Doch immer stärker dringt die Mafia in zivile Bereiche vor. Das Schicksal der 43 entführten Studenten, die im Frontstaat Guerrero für soziale Verbesserungen demonstrierten, hat Mexiko mehr bewegt als alle anderen Verbrechen im Umfeld des Drogenhandels, die sich in den allermeisten Fällen auf eben dieses Umfeld beschränken. Dass der Bürgermeister der Stadt Iguala und seine Frau Drahtzieher der Entführung sein sollen, und dass die Polizei tatkräftig mithalf, belegt für viele Mexikaner ein weiteres Mal die enge Verflechtung von Gemeinden, Polizei und Gangstern in vielen Bundesstaaten. Fachleute vermuten, dass die Regierung bereits auf 20 Prozent des Territoriums keinen Zugriff mehr hat. Die Banden sind bestens organisiert und teils besser bewaffnet als die Armee. Fast täglich werden Massengräber entdeckt. Die Maßnahmen des Präsidenten Peña Nieto, etwa die Einführung einer neuen Polizeieinheit, haben daran nichts ändern können. Nach dem Fall Iguala musste auch der Präsident zugeben, dass die Gangsterkartelle die Verwaltungen viel stärker unterwandert haben als bisher gedacht.
Nach dem Fall Iguala musste auch der Präsident zugeben, dass die Gangsterkartelle die Verwaltungen viel stärker unterwandert haben als bisher gedacht.
Dafür wacht die Zivilgesellschaft auf. Vor allem seit Iguala gibt es immer wieder landesweite Proteste gegen die organisierte Kriminalität. Bei einer Massendemonstration auf dem zentralen Platz Zócalo in Mexiko-Stadt sagte der Vater eines der Studenten: „Wären die Entführten Kinder von Politikern gewesen, hätte man sie längst gefunden“. Die Proteste würden weitergehen, kündigt ein anderer Vater an: „Die Zivilgesellschaft wird explodieren.“ In der Tat hat der Kampf durch die Ereignisse von Iguala eine neue Dimension bekommen. Längst ist jeder bedroht, der Kritik übt an der Verflechtung zwischen Kapital, Politik und Kriminalität. Ein Sprecher der Protestbewegung ist der Dichter Javier Sicilia, dessen Sohn 2011 von Drogengangstern getötet wurde. Er sieht Mexiko in eine Art Diktatur schlittern, allerdings keine Diktatur alter Prägung, sondern ein Totalitarismus des Geschäfts, in dem Gangster straflos davonkämen und der Präsident nur versuche, das Image des Landes aufzupäppeln.
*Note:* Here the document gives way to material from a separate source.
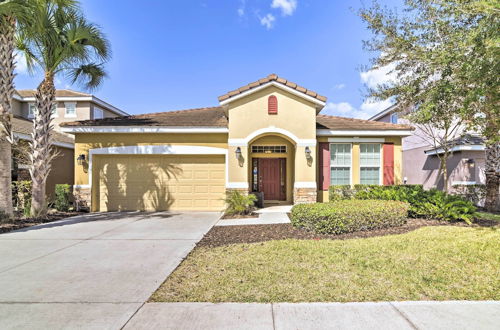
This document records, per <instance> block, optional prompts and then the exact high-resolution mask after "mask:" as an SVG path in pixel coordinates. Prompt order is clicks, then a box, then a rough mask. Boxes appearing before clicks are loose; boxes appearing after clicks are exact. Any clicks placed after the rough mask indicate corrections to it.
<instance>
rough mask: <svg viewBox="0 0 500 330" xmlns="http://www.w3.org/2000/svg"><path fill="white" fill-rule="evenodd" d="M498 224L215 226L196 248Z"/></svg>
mask: <svg viewBox="0 0 500 330" xmlns="http://www.w3.org/2000/svg"><path fill="white" fill-rule="evenodd" d="M496 225H498V222H496V221H493V220H479V221H477V222H475V223H473V224H472V225H468V224H466V223H464V222H449V221H438V220H425V219H408V222H407V223H406V224H405V225H403V226H399V227H391V228H385V229H378V230H371V231H358V232H354V233H348V234H340V235H334V234H331V235H323V234H315V233H313V232H310V231H307V230H305V229H300V228H295V227H293V226H292V225H291V224H289V223H286V224H272V225H244V226H216V227H213V228H212V229H211V230H210V231H209V232H208V233H207V234H206V235H205V237H203V239H202V240H201V241H200V242H199V243H198V244H197V247H217V246H225V245H230V244H238V243H257V242H266V241H273V240H281V239H313V240H320V239H341V240H345V239H353V238H366V237H374V236H386V235H395V234H404V233H407V232H410V231H413V230H415V229H418V228H421V227H425V226H460V227H469V226H471V227H494V226H496Z"/></svg>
Sicilia kann sich vorstellen, dass wirtschaftlicher Druck von außen Politik, Justiz und Behörden dazu bewegen könnte, endlich zusammen mit der Zivilgesellschaft gegen die Drogenkartelle vorzugehen, wie er in einem Interview mit der Deutschen Welle sagte. Im Kampf des neuen Mexiko, der aufgeklärten und zukunftshungrigen Zivilgesellschaft, gegen die blutrünstigen Zombies des alten Mexiko und ihre feudalistisch strukturierten Kartelle steht es bestenfalls unentschieden.
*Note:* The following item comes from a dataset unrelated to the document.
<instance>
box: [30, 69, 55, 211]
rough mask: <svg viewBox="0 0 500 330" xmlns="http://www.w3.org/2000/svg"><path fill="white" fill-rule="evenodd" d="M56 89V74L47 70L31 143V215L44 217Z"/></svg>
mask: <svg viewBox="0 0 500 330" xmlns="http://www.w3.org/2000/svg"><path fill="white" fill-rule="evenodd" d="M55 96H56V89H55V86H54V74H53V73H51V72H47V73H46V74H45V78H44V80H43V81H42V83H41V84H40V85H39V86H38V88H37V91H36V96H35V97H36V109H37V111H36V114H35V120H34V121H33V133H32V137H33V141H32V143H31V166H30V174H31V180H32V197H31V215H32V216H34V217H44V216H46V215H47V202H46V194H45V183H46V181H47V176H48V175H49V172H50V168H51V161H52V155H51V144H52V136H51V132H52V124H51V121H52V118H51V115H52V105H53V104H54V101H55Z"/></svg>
Wie sehr die Narcokriminalität das Wachstum des Schwellenlandes Mexiko gefährdet, zeigen die Exportzahlen. Gerade im Norden, wo der Drogenkrieg besonders heftig tobt, liegen auch die wichtigsten Bodenschätze. Der Export an Eisen, der sonst zehn Millionen Tonnen betrage, werde sich dieses Jahr nur auf zwei Millionen Tonnen belaufen, gab die Regierung kürzlich bekannt. Und die Nationalparks, auf die Mexiko so stolz ist und von denen eine ökologische Erneuerung ausgehen soll, sind bei den Gangs wegen der Abgelegenheit als Austragungsort für finstere Geschäfte besonders beliebt.